Zynga throws chips down on US gambling gambit
Taps up Nevada for online poker licence
To morph gaming into gambling you only need to add the letters 'B' and 'L' and then apply some cold hard cash to the proceedings, so it's hardly surprising to see a bruised Zynga trying to get in on the, er, game.
The publicly-trading outfit, which was recently spurned by one-time close partner Facebook, has reportedly filed a gaming licence application with the Nevada Gaming Control Board in the US.
However, the process is likely to take some time, according to the Wall Street Journal, with Nevada officials taking anything up to 18 months to reach a decision about Zynga based on how well in order its financial house is.
The online gaming company, which created titles such as Words with Friends and Farmville, said it was waiting for a "regulated market" in the US before putting its money where its mouth is in that part of the world.
Nevada is the first state to have begun licensing online outfits to punt poker games within a limited geographical area.
"[T]he broader US market is an opportunity that's further out on the horizon based on legislative developments," said Zynga sales chief Barry Cottle.
Here in the UK, Zynga announced in October this year that it had buddied up with bwin.party to offer real money online poker and casino games to Blighty customers. That service is expected to launch in the first half of 2013 and will operate under bwin.party's Gibraltar gaming licence.

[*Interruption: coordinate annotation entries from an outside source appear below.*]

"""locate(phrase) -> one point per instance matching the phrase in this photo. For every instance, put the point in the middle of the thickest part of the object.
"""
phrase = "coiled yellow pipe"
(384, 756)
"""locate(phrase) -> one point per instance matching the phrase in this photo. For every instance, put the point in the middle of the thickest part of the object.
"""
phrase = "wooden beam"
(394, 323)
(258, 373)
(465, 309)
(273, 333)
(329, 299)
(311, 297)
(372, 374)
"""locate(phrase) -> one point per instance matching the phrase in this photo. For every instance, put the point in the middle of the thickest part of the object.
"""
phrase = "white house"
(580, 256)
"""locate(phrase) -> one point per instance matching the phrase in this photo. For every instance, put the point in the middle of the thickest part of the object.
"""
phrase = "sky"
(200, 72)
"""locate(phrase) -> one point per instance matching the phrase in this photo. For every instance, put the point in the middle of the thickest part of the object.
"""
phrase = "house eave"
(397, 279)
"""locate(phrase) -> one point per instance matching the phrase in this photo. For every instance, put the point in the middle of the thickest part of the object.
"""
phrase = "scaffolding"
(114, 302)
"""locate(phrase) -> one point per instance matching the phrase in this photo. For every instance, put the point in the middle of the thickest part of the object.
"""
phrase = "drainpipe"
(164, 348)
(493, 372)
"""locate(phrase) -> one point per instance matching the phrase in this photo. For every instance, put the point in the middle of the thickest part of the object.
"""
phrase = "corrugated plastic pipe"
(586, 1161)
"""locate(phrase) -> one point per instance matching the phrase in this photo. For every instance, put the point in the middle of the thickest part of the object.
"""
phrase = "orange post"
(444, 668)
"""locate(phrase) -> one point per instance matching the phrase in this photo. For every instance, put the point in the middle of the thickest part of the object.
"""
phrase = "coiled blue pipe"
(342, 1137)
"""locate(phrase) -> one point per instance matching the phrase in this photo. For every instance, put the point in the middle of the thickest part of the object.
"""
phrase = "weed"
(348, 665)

Late last month, Facebook distanced itself from what had been a cosy relationship with Zynga by confirming that the gaming company could no longer cream off users from the dominant social network.
It appeared as though Facebook had lost faith in Zynga - given that the original deal between the pair stated that the lucrative agreement could only stay in place if certain conditions relating to growth targets for monthly unique users of a number of Zynga games could be met.